Adding a deduplication tutorial

LibreCat · Feb 13, 2018 · 4c0d992 · 4c0d992
1 parent 689bc79
commit 4c0d992
Showing 1 changed file with 51 additions and 1 deletion.
diff --git a/lib/Catmandu/MARC/Tutorial.pod b/lib/Catmandu/MARC/Tutorial.pod
@@ -440,7 +440,7 @@ The C<all_match> also allows a regular expressions:
 
     $ catmandu convert MARC to MARC --fix 'marc_map(900a,type); select all_match(type,"[Bb]ook")' < data.mrc > output.mrc
 
-=head2 Select only the rcords with 900a values in a given CSV file
+=head2 Select only the records with 900a values in a given CSV file
 
 Create a CSV file with name,value pairs (need two columns):
 
@@ -466,3 +466,53 @@ MARC tag isn't repeatable this loop not isn't needed. With marc_map we copy
 first the value of a marc subfield to a 'test' field. This test we lookup against
 the CSV file. Then, we select only the records that are found in the CSV file
 (and return the correct value).
+
+=head1 DEDUPLICATION
+
+=head2 Check for duplicate ISBN numbers in a MARC file
+
+In this example we extract from a MARC file all the ISBN numbers from
+the 020 and do a little bit of data cleaning using the L<Catmandu::Identifier>
+project. To install this package, we run this command:
+
+    $ cpanm Catmandu::Identifier
+
+To extract all the ISBN numbers we use this Fix script 'dedup.fix':
+
+    marc_map(020a, identifier.$append)
+    replace_all(identifier.*,"\s+.*","")

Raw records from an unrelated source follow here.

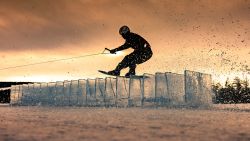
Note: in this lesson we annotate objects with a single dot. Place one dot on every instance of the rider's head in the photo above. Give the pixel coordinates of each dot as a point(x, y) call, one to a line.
point(124, 30)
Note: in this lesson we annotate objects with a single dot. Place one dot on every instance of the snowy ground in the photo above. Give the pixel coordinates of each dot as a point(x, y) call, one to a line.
point(132, 124)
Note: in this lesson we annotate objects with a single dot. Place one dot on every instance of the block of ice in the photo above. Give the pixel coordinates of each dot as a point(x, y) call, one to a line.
point(74, 90)
point(91, 92)
point(175, 87)
point(161, 91)
point(82, 95)
point(100, 91)
point(135, 91)
point(148, 90)
point(110, 91)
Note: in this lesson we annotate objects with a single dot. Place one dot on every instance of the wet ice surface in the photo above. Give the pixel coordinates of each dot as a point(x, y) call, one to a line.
point(68, 123)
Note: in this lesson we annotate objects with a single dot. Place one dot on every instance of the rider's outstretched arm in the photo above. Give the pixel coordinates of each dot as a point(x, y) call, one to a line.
point(122, 47)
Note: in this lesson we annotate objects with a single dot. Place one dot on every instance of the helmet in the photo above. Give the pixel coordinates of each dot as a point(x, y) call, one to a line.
point(124, 30)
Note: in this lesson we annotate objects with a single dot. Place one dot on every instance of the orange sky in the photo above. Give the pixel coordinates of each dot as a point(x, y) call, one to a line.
point(209, 36)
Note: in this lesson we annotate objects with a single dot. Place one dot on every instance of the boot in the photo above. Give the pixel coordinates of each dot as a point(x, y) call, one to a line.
point(114, 72)
point(131, 72)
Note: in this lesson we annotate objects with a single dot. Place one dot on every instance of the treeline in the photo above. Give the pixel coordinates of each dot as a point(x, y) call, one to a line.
point(237, 91)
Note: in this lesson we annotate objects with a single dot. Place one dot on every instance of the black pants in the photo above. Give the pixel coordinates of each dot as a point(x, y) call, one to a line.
point(136, 57)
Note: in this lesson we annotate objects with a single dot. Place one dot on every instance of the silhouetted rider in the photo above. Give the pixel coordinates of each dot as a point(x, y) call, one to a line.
point(142, 52)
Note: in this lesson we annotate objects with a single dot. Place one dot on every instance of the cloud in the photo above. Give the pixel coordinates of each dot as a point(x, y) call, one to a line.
point(46, 24)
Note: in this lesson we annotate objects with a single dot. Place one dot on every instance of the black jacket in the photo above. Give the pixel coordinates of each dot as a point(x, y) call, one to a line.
point(134, 41)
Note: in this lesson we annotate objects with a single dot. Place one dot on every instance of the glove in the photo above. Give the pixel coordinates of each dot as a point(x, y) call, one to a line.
point(112, 51)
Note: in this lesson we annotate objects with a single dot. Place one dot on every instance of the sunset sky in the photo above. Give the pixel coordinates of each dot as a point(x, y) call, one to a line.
point(210, 36)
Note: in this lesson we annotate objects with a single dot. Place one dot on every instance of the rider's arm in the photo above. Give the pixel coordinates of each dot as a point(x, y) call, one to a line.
point(122, 47)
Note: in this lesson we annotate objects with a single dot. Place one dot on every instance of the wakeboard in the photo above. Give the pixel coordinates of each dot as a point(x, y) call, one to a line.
point(132, 76)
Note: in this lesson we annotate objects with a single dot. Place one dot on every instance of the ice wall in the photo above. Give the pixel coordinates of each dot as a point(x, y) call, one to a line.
point(161, 89)
point(197, 88)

+    do list(path:identifier)
+      isbn13(.)
+    end
+    do hashmap(exporter:YAML)
+      copy_field(identifier,key)
+      copy_field(_id,value)
+    end
+
+The first C<marc_map> fix maps every 020 field to an identifier array.
+The C<replace_all> cleans the data a bit and deletes some unwanted text.
+The C<do list> will transform all the ISBN numbers to ISBN13.
+The C<do hashmap> will create an internal mapping table of identifier,_id key
+value pairs. For very identifier, one or more _id can be stored. At the end
+of all MARC processing this mapping table is dumped from memory as a YAML document.
+
+Run this fix as:
+
+    $ catmandu convert MARC to Null --fix dedup.fix < marc.mrc > output.yml
+
+The output YAML file will contain the ISBN to document ID mapping. We
+only need the ISBN numbers with more than one hit. We need a little bit
+of cleanup on this YAML file to reach our final result. Use the following
+'cleanup.fix' script:
+
+    select exists(value.1)
+    join_field(value,",")
+
+This first C<select> fix selects only the records with more than one hit.
+The C<join_field> will turn the array of results into a string. Execute
+this Fix like:
+
+    $ catmandu convert YAML to TSV --fix cleanup.fix < output.yml > result.csv
+
+This will provide a tab delimited file of double isbn numbers in the MARC
+input file.